What’s more disheartening is that the territories Beijing has slammed — who before the pandemic sent more people to China than any other nation — are the ones from whom it has the greatest to learn as it exits Covid Zero.
From the beginning of the epidemic, South Korea and Japan embraced a third approach: neither enforced lockdowns to remove Covid nor allowed the virus wild in the hope of gaining herd immunity. In many respects, the two were forerunners of “living with the virus,” a phrase coined by the late Japanese Prime Minister Shinzo Abe to define his country’s attitude as early as May 2020.
Without using police on the streets, much alone the lockdown excesses shown by Shanghai’s 2022 strategy, both countries attempted to keep their economies running, suppressing the worst of the infection while rejecting the concept of eliminating it. Although their techniques differed, with South Korea prioritizing mass testing and high-tech logging and Japan focusing on public-health messages to help people avoid illness with contact tracing to decrease infections, the outcomes were comparable. In comparison to other large economies, both have far lower levels of limitations and fatalities.
As a result, standard medical examinations and treatment continued, as did most daily living. Factories and schools were mostly untouched. The global economy did not run out of the parts that both nations supply as a result of uncontrolled illnesses.
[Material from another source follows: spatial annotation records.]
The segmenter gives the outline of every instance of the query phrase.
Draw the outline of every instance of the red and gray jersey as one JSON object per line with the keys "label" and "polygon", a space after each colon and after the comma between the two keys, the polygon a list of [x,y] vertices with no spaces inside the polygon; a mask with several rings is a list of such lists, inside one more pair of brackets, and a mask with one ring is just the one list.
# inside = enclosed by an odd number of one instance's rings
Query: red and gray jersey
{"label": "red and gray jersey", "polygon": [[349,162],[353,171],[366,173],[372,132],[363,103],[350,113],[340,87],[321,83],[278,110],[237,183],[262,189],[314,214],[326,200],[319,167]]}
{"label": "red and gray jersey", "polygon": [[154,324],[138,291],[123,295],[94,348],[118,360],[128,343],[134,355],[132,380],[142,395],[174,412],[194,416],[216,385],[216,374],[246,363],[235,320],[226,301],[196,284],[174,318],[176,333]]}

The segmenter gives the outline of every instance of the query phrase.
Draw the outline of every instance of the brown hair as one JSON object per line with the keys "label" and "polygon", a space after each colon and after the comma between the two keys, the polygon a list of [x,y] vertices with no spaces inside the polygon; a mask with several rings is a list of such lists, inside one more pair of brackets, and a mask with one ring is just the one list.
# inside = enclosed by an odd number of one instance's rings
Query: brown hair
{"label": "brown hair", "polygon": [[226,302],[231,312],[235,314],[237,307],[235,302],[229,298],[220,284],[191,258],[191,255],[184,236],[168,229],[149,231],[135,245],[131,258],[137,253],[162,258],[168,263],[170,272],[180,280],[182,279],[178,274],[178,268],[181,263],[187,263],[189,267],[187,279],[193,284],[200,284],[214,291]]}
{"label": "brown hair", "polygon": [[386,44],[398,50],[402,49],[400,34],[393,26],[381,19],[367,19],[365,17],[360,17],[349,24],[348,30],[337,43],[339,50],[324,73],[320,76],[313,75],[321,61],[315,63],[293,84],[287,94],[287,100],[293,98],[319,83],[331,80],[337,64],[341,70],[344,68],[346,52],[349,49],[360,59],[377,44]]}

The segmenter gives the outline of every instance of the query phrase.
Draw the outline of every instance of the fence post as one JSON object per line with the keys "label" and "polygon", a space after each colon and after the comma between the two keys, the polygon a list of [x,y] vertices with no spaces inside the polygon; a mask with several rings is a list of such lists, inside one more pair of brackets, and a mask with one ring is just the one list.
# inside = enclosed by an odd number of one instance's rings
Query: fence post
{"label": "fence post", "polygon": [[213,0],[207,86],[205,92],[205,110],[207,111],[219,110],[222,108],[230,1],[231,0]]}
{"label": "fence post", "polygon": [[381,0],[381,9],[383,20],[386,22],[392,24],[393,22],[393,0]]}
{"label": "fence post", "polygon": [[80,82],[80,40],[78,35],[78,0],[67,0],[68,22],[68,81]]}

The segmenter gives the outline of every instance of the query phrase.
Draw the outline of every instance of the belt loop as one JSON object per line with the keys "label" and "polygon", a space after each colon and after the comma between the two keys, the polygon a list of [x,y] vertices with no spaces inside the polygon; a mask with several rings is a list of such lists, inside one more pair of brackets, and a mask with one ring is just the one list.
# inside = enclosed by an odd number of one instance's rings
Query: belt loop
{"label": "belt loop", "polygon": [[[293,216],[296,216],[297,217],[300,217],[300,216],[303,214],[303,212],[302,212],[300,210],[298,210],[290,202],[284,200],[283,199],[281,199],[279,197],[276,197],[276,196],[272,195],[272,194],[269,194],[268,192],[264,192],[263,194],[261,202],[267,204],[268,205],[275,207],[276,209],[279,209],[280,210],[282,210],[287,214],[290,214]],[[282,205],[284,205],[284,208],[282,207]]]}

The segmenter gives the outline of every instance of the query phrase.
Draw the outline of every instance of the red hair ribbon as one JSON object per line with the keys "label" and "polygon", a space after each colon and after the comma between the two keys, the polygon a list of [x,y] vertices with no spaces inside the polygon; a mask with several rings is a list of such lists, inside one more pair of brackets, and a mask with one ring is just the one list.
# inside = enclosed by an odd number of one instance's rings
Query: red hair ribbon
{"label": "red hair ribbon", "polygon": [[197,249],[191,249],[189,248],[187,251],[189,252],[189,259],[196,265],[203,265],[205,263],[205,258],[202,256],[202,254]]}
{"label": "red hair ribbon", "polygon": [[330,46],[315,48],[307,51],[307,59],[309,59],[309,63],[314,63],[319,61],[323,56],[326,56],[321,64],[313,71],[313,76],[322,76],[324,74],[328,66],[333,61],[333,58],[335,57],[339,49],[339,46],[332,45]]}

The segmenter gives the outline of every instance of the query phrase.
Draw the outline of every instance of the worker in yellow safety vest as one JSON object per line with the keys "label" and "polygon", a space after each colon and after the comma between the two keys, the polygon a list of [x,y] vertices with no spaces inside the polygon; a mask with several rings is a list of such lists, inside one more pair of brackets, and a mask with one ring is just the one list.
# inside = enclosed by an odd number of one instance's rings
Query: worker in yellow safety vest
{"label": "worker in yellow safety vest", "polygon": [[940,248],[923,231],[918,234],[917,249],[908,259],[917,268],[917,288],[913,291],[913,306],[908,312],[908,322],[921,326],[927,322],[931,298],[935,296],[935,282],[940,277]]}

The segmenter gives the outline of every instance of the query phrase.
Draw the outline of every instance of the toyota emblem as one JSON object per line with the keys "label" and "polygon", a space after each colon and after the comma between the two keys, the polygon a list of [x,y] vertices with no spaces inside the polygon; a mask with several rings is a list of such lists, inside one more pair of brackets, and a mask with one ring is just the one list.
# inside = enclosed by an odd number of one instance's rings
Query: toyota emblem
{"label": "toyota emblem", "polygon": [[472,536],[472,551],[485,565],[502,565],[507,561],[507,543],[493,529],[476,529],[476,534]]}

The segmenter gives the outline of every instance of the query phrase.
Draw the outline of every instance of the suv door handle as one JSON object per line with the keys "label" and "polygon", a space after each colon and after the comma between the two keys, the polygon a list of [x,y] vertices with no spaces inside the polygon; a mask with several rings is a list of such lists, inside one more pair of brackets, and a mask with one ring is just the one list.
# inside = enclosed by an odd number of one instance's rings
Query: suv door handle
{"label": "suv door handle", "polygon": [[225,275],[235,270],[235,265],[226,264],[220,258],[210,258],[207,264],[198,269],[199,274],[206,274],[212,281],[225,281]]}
Both used immunizations with world-leading mRNA injections and had outstanding booster take-up, as well as some of the lowest mortality rates of any big country. China’s position on that list is uncertain, as their data on Covid fatalities are no longer reliable if it ever was.
The end line.
While China claims Covid has risen in many regions, Lunar New Year travel means the virus will spread more to remote areas. For the time being, Seoul and Tokyo should reject Beijing’s warnings and stick to their guns.
What Beijing is unable to acknowledge is that, particularly in the case of Covid, it has achieved nothing to earn trust. This is the dictatorship that said the virus wasn’t spreading between individuals while stockpiling swabs and masks, or that continues to obstruct efforts to understand more about the pandemic’s origins to this day. While Beijing’s proxies were able to gain sympathy in 2020 because of the existence of the controversial Donald Trump in the White House, it no longer has such an unwitting friend now.